Matrigel invasion assays
The lung cancer cell invasion of Matrigel matrix was inhibited when the human lung cancer XWLC-05 cell was transfected by the pAQP3-siRNA1 (Figure 4). It could effectively decrease invasion at 24, 48 and 72 h after tranfection (P<0.05 as compared to control). In addition, there was a statistically significant difference between 24 h group, and the post-transfection 48 and 72 h groups (P<0.05). However, such significant difference did not appear between the 48 and 72 h transfected groups (P>0.05).
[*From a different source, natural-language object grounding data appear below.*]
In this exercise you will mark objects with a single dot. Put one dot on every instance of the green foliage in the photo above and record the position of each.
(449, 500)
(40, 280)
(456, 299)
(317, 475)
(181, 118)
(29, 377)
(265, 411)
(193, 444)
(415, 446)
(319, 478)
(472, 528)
Aquaporins are membrane water channels that play critical roles in controlling the water contents of cells. Aquaporins have been proposed as a novel target in cancer and oedema, and are associated with surprising arrays of important processes in the brain and body, such as angiogenesis, cell migration, development and neuropathological diseases. Based on the fact that current therapies for both cancer and brain are limited, new pharmacological approaches focusing on AQPs may offer exciting potentials for clinical advance (Yool et al., 2010). AQP1-null mice remarkably impaired tumor growth after subcutaneous or intracranial tumor cell implantation, with reduced tumor vascularity and extensive necrosis (Saadoun et al., 2005). AQP1 expression was intensely up-regulated in all glioblastomas studied (Oshio et al., 2005). AQP3 acts as the membrane channel of water and other small solutes and plays a major role in fluid home-ostasis. It can play an important role in the maintenance of water homeostasis. AQP3 is widely expressed in the normal respiratory tract. Lung carcinomas, especially adenocarcinomas, can produce AQP3, possibly in connection with their functional and/or biological nature (Liu et al., 2007).
Moreover, some reports showed that down-regulating the expression of AQP5 using siRNA approaches may inhibit the proliferation and invasion of cancer cells (Chen et al., 2006; Frigeri et al., 2007). RNA interference has become widely used in vivo knockdown of genes in cancer therapy. This study aimed to determine whether the silencing of AQP3 RNA interference may inhibit the growth of human lung cancer cell. The AQP3 gene expression was markedly decreased by RNAi based on RT-PCR and Western blot results, the proliferation of XWLC-05 was significantly inhibited at 48 and 72 h post-transfection, and the adhesion ability of XWLC-05 cells was also significantly decreased compared with the untransfected group and negative control group (P<0.05). The invasion assays demonstrated that the number of XWLC-05 cells penetrating the membrane in the transfected group was significantly lower than those in the untransfected and negative control groups (P<0.05). In summary, AQP3 gene expression silenced by shRNA could inhibit the growth and invasion ability of lung cancer cells.